Award for environmental activists

The Goldman Environmental Prize is a prize awarded annually to grassroots environmental activists.

== History ==
Awardees are named from each of the world's six geographic regions: Africa, Asia, Europe, Islands and Island Nations, North America, and South and Central America.
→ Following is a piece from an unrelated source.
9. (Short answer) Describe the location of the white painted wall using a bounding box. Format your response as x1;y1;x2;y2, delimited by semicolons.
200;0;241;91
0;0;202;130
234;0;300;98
The award is given by the Goldman Environmental Foundation headquartered in San Francisco, California. The Prize is often referred to as the Green Nobel.

The Goldman Environmental Prize was created in 1989 by philanthropists Richard and Rhoda Goldman.
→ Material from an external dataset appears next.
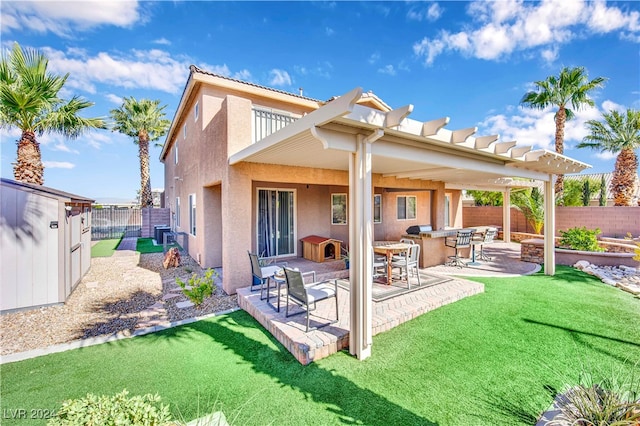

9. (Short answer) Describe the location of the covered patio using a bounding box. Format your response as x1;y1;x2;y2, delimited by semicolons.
238;241;540;365
229;88;589;359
The winners are selected by an international jury who receive confidential nominations from a worldwide network of environmental organizations and individuals. Prize winners participate in a 10-day tour of San Francisco and Washington, D.C., for an awards ceremony and presentation, news conferences, media briefings and meetings with political, public policy, financial and environmental leaders. The award ceremony features short documentary videos on each winner, narrated by Robert Redford through the year 2020, and Sigourney Weaver beginning in 2021.

The 2019 Goldman Environmental Prize ceremony marking the 30th anniversary took place on April 29, 2019, at the War Memorial Opera House in San Francisco. A second award ceremony took place on May 1, 2019, in Washington, D.C.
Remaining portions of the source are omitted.